Join Ilan Kelman, Professor of Disasters and Health at University College London, for this series, The Science of Disasters, in which he explains exactly what constitutes a disaster, why they happen and how we can better prepare for them.
Find out more:
Ilan Kelman https://www.ucl.ac.uk/risk-disaster-r...
What defines a disaster https://www.ifrc.org/en/what-we-do/disaster-management/about-disasters/what-is-a-disaster/
How would you define a disaster? Is it a question of a heart or soul? Or does it depend on the numbers of the destruction? I’m Ilan Kelman. Stay with me to find out more in this new series: The Science of Disasters. Subscribe now.
What is a disaster? At the base level, trawling through hundreds of pages of academic writing on the definition, dozens of professional manuals and several dictionaries, the smallest number of words which I can use to define disaster is seven: “A situation requiring outside support for coping”. Something happens, we cannot deal with it, so we ask for help. This works at the individual level and the international level. It matches united nations, researchers, emergency services and dictionaries. It has vagueness, such as the words “situation”, “support” and “coping”, but vagueness can rarely be avoided. For me, the principal power of the words in this definition is that they are understandable, somewhat intuitive, and work across many, although certainly not all, versions of English. As for other languages and cultures, it might be different, which is also the case when we then try to explain why a disaster, a situation requiring outside support for coping, might arise.

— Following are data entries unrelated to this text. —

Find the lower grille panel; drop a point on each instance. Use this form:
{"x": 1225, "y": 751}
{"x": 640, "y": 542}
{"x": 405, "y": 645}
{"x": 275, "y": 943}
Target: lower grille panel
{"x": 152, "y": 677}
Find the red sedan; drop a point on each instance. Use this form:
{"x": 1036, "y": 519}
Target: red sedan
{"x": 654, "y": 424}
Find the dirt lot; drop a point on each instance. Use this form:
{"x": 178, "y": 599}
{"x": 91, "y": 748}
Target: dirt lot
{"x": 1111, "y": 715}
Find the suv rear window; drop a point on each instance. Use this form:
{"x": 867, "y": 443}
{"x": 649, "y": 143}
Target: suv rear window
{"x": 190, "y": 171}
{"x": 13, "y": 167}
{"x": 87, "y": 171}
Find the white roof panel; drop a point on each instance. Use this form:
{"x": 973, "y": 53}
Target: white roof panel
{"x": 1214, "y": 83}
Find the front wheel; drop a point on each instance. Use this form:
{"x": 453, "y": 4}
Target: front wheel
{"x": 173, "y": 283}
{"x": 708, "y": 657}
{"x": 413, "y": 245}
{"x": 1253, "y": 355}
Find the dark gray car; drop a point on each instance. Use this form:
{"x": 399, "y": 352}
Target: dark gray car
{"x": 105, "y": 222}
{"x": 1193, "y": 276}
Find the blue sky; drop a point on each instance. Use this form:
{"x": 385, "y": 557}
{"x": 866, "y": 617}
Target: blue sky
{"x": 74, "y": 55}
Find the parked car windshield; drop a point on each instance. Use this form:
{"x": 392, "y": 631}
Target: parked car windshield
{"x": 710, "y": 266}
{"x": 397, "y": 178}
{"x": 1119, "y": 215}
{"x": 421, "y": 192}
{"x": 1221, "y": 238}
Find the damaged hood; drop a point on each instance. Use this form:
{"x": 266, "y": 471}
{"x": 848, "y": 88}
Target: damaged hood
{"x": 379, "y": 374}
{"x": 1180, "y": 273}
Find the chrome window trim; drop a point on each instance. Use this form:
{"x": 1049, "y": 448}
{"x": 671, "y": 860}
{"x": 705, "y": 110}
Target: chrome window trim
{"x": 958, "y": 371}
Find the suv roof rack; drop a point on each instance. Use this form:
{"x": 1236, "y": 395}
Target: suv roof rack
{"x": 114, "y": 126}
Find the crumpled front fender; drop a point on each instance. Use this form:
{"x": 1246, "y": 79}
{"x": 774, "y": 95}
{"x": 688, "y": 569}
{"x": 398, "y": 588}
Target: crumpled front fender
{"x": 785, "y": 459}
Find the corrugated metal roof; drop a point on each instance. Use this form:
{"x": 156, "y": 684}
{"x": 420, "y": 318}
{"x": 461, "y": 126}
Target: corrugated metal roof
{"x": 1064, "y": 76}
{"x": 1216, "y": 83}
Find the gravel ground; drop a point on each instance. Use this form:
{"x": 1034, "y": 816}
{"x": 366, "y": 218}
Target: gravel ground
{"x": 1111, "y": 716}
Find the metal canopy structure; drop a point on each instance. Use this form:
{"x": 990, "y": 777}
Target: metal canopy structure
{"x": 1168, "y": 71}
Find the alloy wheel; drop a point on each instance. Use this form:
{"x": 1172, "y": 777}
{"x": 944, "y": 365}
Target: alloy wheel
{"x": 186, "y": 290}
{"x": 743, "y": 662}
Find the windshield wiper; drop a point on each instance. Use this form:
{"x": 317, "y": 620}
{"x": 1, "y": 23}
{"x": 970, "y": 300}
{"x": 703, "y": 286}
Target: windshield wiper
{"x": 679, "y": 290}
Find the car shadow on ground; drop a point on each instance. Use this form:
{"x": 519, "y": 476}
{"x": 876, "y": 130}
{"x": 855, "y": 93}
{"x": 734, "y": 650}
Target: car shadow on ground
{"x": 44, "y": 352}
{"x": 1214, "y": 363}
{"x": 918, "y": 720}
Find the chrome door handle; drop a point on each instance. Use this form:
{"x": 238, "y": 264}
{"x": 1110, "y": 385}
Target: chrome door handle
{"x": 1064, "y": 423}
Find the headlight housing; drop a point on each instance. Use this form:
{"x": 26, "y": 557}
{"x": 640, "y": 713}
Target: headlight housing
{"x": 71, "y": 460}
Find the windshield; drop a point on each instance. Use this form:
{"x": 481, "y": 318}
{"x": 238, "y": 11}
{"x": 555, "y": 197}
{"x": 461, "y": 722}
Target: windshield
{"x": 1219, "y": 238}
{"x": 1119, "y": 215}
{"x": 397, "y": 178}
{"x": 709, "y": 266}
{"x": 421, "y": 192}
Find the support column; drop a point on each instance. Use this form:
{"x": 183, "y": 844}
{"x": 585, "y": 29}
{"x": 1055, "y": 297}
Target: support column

To get a disaster, two peculiar concepts must come together: hazard and vulnerability. Examples of hazards are earthquakes, storms, tsunamis, landslides, floods, droughts, epidemics, meteorites and space weather, such as geomagnetic storms. Some happen quickly, some slowly, yet a changing environment by itself is not a disaster. Even current climate change, because considering the definition of disaster, we do not know whether or not we would be able to cope with it. Some people could, and some people could not.
We need to consider this element of coping: how society deals or cannot deal with hazards. This element is vulnerability, of being vulnerable to something, a societal process setting up people and communities to be harmed by potential hazards. It could be poorly constructed buildings, breaking planning regulations, not having insurance, not receiving or understanding warning messages because you do not speak the language, not being able to evacuate because you are sick or have mobility difficulties, fearing assault in an emergency shelter, and many others, which can make it difficult to deal with a hazard, even when we know exactly what we should do.
Consider earthquakes and think about how many deaths worldwide have been caused by earthquakes in human history. This phrasing is deliberate. How many deaths have been caused by earthquakes? The answer is effectively zero. Almost no one in human history has had their cause of death described as “earthquake”. This might seem to be a rather odd statement. Why not, considering how many earthquake disasters have hit the news, from Japan in 1995 to Haiti in 2010? The reason is that infrastructure collapses killed the people, not the earthquake. The earthquake unfolds quickly as an event confined in space and time, but it took a long time and morphed societal processes for the urban planning, building codes and construction to manifest in such a way that infrastructure collapsed and killed people. This base cause of the disaster results from humanity’s decisions, attitudes, values, behaviour and activities over the long term.
Hazards only rarely cause disasters. Vulnerability is the basic reason why disasters happen. And vulnerability is created and continued over a long time period. This means that no disasters happen quickly, all disasters happen slowly. This means that disasters are not natural because they are caused by vulnerabilities. This means that a disaster, a situation requiring outside support for coping, exists and occurs because of vulnerabilities. Our decisions to create and not to reduce vulnerabilities is, in effect, the disaster.